Heading into a panel interview? Get ready to talk to a lot of people. The more prepared you are, the less nervous you’ll be and the better you’ll fare.
People who've attended this type of interview often describe it in negative terms, such as "taking an endurance test" or a “running a gauntlet,” referring to qualities that can make panel interviews intimidating.
What is a Panel Interview?
Instead of the standard one-on-one conversation with a single person, a panel interview is with several people, all at the same time. Each member of the group of interviewers will have their own questions about your credentials, experience, and skills.

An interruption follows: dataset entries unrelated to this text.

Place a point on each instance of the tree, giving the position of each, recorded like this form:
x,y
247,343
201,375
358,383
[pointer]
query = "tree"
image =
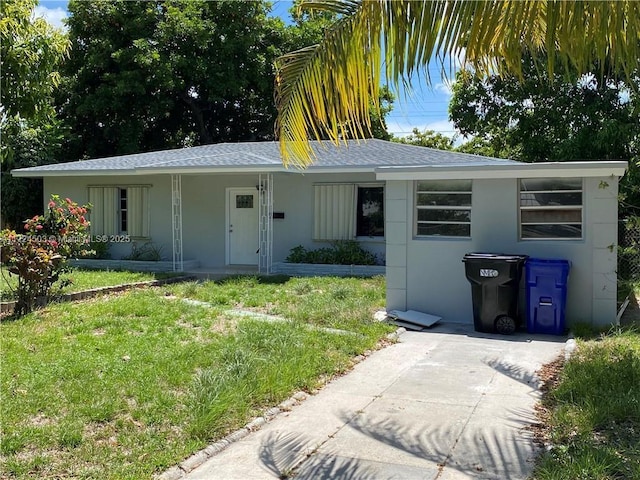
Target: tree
x,y
39,254
427,138
31,52
325,90
150,75
537,119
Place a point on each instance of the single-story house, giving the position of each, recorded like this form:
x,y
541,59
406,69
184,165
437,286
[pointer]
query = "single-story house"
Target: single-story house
x,y
420,209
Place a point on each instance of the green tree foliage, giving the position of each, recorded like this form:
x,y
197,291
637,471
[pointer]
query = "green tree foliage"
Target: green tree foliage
x,y
325,90
537,119
150,75
38,254
147,75
31,52
427,138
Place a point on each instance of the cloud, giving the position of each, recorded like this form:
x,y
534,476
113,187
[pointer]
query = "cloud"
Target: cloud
x,y
54,16
401,128
444,87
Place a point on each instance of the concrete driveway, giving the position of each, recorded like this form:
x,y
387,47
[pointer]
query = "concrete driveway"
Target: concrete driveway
x,y
448,403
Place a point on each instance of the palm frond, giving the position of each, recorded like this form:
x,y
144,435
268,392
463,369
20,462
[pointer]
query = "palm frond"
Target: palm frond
x,y
325,91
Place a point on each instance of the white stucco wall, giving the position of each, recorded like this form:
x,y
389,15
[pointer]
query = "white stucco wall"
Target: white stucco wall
x,y
204,210
427,274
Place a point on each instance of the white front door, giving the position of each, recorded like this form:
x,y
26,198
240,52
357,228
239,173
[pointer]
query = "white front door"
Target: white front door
x,y
242,226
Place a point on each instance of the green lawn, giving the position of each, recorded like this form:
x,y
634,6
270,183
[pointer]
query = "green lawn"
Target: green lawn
x,y
128,385
79,280
593,413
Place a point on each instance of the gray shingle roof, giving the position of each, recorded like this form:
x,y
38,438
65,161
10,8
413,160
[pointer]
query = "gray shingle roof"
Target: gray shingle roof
x,y
365,155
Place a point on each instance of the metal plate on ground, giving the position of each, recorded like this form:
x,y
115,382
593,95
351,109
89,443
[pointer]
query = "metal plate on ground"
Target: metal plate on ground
x,y
413,318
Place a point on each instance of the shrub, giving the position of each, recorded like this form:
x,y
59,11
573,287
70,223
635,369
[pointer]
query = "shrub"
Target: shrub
x,y
39,255
342,252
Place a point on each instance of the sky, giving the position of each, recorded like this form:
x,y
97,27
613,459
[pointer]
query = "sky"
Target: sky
x,y
424,107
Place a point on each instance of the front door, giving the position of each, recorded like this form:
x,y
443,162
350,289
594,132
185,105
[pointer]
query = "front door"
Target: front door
x,y
242,225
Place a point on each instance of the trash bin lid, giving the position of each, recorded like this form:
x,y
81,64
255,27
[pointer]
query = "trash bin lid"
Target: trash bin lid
x,y
494,256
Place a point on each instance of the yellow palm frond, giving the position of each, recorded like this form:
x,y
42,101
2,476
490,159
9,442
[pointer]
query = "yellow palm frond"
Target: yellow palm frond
x,y
325,91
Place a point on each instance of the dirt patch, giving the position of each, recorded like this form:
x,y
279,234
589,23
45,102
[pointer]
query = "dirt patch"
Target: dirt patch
x,y
631,315
549,376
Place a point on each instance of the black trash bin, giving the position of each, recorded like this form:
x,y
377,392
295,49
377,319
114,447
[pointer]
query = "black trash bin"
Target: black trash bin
x,y
495,282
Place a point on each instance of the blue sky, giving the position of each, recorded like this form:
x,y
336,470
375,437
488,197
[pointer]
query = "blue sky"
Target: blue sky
x,y
423,108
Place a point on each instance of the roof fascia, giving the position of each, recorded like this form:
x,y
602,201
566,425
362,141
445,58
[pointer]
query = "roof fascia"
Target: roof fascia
x,y
529,170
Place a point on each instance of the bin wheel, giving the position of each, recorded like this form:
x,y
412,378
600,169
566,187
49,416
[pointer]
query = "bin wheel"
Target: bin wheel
x,y
505,325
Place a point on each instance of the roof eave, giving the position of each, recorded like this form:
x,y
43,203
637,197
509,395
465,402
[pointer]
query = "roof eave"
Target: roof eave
x,y
515,170
26,173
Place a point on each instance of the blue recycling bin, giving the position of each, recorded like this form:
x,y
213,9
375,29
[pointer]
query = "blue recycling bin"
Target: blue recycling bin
x,y
546,293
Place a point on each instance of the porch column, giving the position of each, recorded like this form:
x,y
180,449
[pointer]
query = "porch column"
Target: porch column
x,y
265,183
176,221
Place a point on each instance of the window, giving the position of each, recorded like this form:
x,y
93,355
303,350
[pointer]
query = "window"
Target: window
x,y
551,208
119,210
370,212
443,208
343,211
244,201
123,210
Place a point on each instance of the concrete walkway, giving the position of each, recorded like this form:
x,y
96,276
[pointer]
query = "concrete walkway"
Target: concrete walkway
x,y
448,403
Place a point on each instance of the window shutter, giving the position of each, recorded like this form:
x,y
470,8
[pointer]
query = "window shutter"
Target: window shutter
x,y
137,211
103,216
334,215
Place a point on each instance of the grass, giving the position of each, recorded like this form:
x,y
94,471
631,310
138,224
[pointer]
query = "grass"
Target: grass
x,y
79,280
128,385
593,412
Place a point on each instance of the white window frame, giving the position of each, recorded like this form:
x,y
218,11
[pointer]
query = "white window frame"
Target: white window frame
x,y
550,208
370,185
335,213
106,217
418,208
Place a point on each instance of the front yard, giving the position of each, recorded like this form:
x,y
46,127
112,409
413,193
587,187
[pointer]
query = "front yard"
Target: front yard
x,y
591,415
128,385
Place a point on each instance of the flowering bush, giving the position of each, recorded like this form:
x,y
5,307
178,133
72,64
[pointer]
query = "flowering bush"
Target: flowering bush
x,y
39,255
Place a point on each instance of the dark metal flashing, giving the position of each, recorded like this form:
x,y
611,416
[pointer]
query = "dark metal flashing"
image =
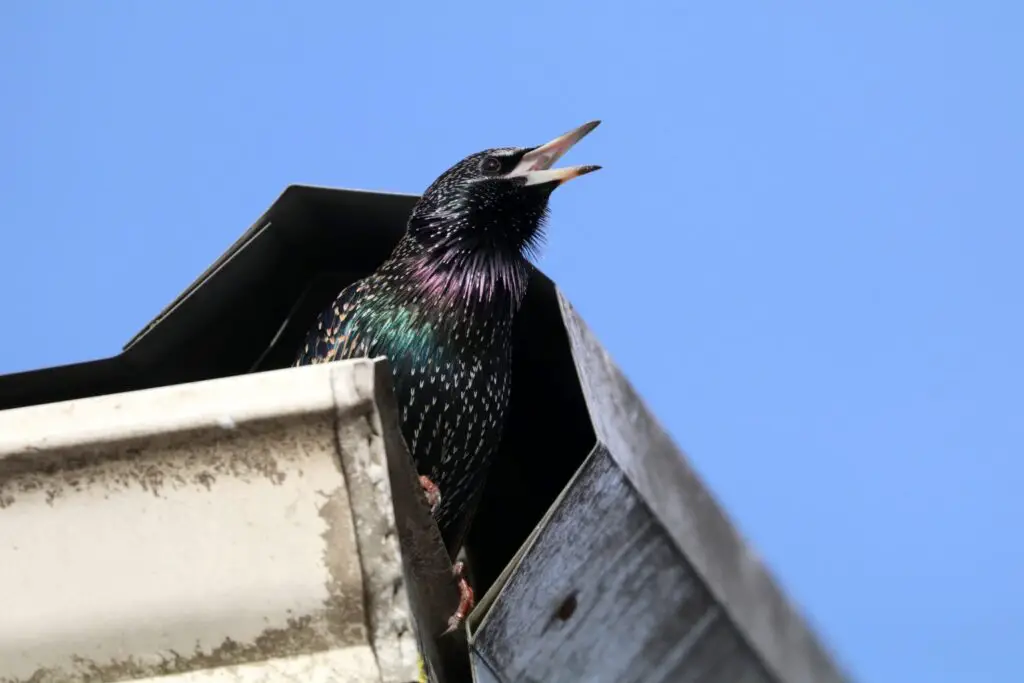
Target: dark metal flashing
x,y
251,308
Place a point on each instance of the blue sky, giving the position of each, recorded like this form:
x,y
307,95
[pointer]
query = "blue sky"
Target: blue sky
x,y
804,248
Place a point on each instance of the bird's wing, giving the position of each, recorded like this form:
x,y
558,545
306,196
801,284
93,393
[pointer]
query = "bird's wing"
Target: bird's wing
x,y
334,337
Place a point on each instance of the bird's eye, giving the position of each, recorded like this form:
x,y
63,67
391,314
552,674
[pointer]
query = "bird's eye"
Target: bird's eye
x,y
491,165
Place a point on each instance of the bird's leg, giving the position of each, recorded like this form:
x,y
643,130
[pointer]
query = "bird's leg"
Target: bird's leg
x,y
432,493
466,598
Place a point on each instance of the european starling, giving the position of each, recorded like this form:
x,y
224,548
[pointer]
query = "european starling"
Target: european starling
x,y
440,308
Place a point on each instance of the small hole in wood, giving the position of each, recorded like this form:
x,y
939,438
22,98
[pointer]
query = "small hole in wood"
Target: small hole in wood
x,y
567,608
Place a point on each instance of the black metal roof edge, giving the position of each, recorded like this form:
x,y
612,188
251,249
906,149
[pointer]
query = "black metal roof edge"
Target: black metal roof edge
x,y
251,233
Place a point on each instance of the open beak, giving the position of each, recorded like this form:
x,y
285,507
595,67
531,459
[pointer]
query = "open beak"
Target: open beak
x,y
536,164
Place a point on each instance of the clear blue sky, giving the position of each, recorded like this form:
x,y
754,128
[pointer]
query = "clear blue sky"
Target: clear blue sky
x,y
805,247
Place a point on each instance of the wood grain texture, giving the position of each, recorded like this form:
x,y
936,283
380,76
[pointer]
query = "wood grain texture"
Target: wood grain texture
x,y
688,515
604,595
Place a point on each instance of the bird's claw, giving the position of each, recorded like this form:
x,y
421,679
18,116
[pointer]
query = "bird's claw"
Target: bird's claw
x,y
466,599
432,493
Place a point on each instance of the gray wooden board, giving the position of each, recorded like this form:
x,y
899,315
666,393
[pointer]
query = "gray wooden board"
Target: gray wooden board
x,y
691,518
604,595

Why Do Employers Hold Panel Interviews?
Remember how we mentioned that panel interviews can be intimidating? Well, for some employers that's one reason to use this type of interview: it allows the company to get a realistic preview of how candidates perform under stressful, tough conditions.
However, for some jobs—sales, for instance—the skills and attitude required to perform well during a panel interview mimic the job requirements. You’ll be selling your credentials to the panel, rather than to a customer. Panel interviews can also reveal how candidates respond to group situations, work with others, navigate internal conflict, or balance handling of different personality types.
Panel interviews aren't always done as an evaluation: often, it's the most practical and convenient way for employers to schedule interviews.
Rather than requiring candidates come in for several interviews, panel interviews can be a more efficient option, allowing the hiring company to save time and quickly make decisions, instead of spreading the process over several weeks (or months!).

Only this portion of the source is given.